A Virginia woman who used sex and money to persuade two men to kill her husband and her stepson to collect a $250,000 (£160,144) life insurance policy is scheduled to be executed within two months - the first US execution of a woman in five years.
A judge set the September 23 execution date for Teresa Lewis, 41, the only woman on Virginia's death row. She would be the first woman executed in the state in nearly a century.
Lewis offered herself and her 16-year-old daughter for sex to two men who committed the killings. She provided money to buy the murder weapons and stood by while they shot her husband, Julian Clifton Lewis Junior, 51, and stepson Charles J Lewis, 25, in 2002.
Lewis rummaged through her husband's pockets for money while he lay dying and waited nearly an hour before calling 911.
The gunmen, Rodney Fuller and Matthew Shallenberger, were sentenced to life in prison. Shallenberger committed suicide in prison in 2006.
Lewis' daughter, Christie Lynn Bean, also served five years because she knew about the plan but remained silent.

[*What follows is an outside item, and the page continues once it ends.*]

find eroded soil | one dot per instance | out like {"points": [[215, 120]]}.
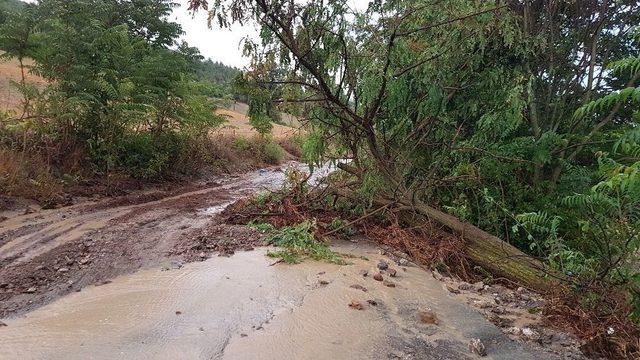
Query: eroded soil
{"points": [[157, 275]]}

Lewis' attorney James Rocap III claims Shallenberger said about two years before his suicide that it was him, not Lewis, who planned the killings and that he was using Lewis to get to her husband's money.
Lewis would be the first woman executed in the US since Frances Newton died by injection in Texas. Newton shot her husband and two young children to death to collect insurance money.
Lewis would also be the first woman executed in Virginia since 1912, when 17-year-old Virginia Christian died in the electric chair for suffocating her employer. Women commit about 12 per cent of the murders in the US annually, and few ever reach the execution chamber.
Out of more than 1,200 executions since the US Supreme Court reinstated capital punishment in 1976, only 11 women have been executed. Of the more than 3,200 inmates on death row nationwide, 53 are women.